Obwohl Traurigkeit eine normale Emotion ist, ist diese Traurigkeit bei einer Depression so stark und hält so lange an, dass sie sich schließlich auf das gesamte Leben der Person auswirkt, was die Person daran hindern kann, grundlegende Aufgaben wie Schlafen oder Essen auszuführen, und in manchen Fällen dazu führen kann, dass die Person das Gefühl hat, zu sterben.
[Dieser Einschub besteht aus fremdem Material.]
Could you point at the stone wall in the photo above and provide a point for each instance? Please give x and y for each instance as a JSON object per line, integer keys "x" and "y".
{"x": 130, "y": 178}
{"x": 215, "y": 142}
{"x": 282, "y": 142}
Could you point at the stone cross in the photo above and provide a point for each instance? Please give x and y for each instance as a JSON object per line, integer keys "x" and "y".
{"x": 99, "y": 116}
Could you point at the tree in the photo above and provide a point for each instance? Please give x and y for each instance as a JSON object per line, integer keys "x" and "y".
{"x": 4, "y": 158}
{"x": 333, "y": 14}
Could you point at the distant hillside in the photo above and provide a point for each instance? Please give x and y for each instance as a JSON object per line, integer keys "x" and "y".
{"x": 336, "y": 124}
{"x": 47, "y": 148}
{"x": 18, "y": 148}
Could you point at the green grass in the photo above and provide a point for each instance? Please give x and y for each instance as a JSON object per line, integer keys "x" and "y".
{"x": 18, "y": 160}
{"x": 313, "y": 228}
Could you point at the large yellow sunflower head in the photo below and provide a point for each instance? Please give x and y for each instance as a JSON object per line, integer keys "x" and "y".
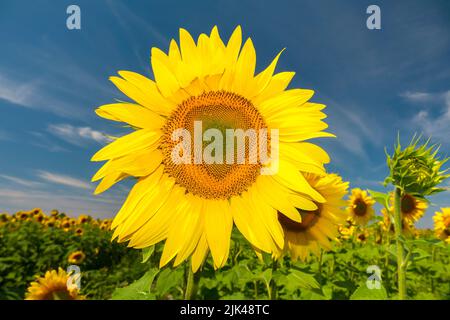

Depressionen können geheilt werden, aber die Behandlung braucht Zeit und kann Psychotherapie, Medikamente, Krampftherapie und einige natürliche Therapien umfassen.
Inhaltsverzeichnis
Hauptsymptome
Zu den Hauptsymptomen einer Depression gehören:
- Sich traurig, ängstlich oder „leer“ fühlen;
- Häufige Gefühle von mangelnder Hoffnung oder Pessimismus;
- Werden Sie leicht gereizt;
- Keine Lust mehr auf Aktivitäten, die vorher Spaß gemacht haben;
- Fühlen Sie sich energielos und sehr müde;
- Wenige Stunden pro Nacht schlafen oder übermäßig lange schlafen;
- Konzentrations- und Gedächtnisschwierigkeiten haben;
- Mehr oder weniger Hunger als gewöhnlich verspüren;
- Selbstmordgedanken haben.
Bei Menschen mit Depressionen treten mehrere dieser Symptome typischerweise den größten Teil des Tages, fast jeden Tag der Woche und länger als zwei Wochen am Stück auf.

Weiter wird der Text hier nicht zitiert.